Search code examples
sphinx

Convert Sphinx Index to Table?


I go through a pretty intense sphinx configuration each day to convert the millions of records into a usable/searchable sphinx index.

However I now need to export that as an xml file, if not that as a new table.

Naturally I could do most/all of the work I do in the Sphinx Index in Mysql as well but it seems like a lot of unncessary work if I've just generated a Sphinx Index.
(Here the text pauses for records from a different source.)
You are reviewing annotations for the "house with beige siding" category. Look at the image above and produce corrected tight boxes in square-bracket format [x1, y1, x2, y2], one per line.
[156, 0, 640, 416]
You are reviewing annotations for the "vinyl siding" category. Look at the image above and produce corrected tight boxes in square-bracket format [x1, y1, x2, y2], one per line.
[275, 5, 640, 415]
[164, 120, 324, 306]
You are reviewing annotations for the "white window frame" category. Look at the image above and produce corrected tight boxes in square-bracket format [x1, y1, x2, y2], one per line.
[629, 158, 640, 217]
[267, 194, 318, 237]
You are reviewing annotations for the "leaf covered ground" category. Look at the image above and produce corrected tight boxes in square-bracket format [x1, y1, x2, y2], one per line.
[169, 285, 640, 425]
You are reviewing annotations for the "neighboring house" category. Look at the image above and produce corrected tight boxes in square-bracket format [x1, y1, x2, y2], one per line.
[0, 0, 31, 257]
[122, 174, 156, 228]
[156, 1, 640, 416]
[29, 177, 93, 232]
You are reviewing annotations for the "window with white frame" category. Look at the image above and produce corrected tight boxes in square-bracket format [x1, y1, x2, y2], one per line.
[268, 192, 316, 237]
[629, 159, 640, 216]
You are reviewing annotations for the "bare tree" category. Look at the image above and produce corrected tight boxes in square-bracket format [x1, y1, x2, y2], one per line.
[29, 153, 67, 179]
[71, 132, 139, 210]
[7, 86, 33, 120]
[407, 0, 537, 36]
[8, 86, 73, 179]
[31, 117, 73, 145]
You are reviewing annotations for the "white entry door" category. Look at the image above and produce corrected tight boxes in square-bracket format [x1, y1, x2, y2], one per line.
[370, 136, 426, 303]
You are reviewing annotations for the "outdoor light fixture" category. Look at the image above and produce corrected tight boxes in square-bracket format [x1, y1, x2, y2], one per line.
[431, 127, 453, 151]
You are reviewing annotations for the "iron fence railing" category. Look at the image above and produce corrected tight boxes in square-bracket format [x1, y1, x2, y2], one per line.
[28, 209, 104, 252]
Can I somehow 'export' that index to a table or is the full-text indexing essentially now useless to me as readable data?


Solution

  • Well it depends WHAT you want out.

    The Sphinx index, is estiently a Inverted Index. https://en.wikipedia.org/wiki/Inverted_index

    ... as such its good for finding which 'documents' contain a given word, it litterally stores that as a list. (ideally suited to the fundamental function of a query! Just sphinx does heavy lifting for multi-word queries, as well as ranking results)

    ... such a structure is NOT organized by document. SO cant directly get a list of which words are in a given document. (to compute htat would have to traverse the entire data structure)


    But if it's the inverted index that you DO want can dump it with indextool http://sphinxsearch.com/docs/current.html#ref-indextool ... eg the --dumpdict and even --dumphitlist commands. (although dumpdict only works on dict=keywords indexes)


    You might be interested in the --dump-rows option on indexer http://sphinxsearch.com/docs/current.html#ref-indexer ... it dumps out the textual data during indexing, retrieved from mysql.

    It's not dumped from the index itself, and is not subject to all the 'magic' tokenizing and normalizing sphinx does (charset_table/wordforms etc)


    Back to indextool there is also the --fold, --htmlstrip, --morph, which can be used in stream to tokenize text.

    In theory could use these to use the 'power' of sphinx, and the settings from an actual index, to create a processed dataset (similar to what sphinx is doing generating index)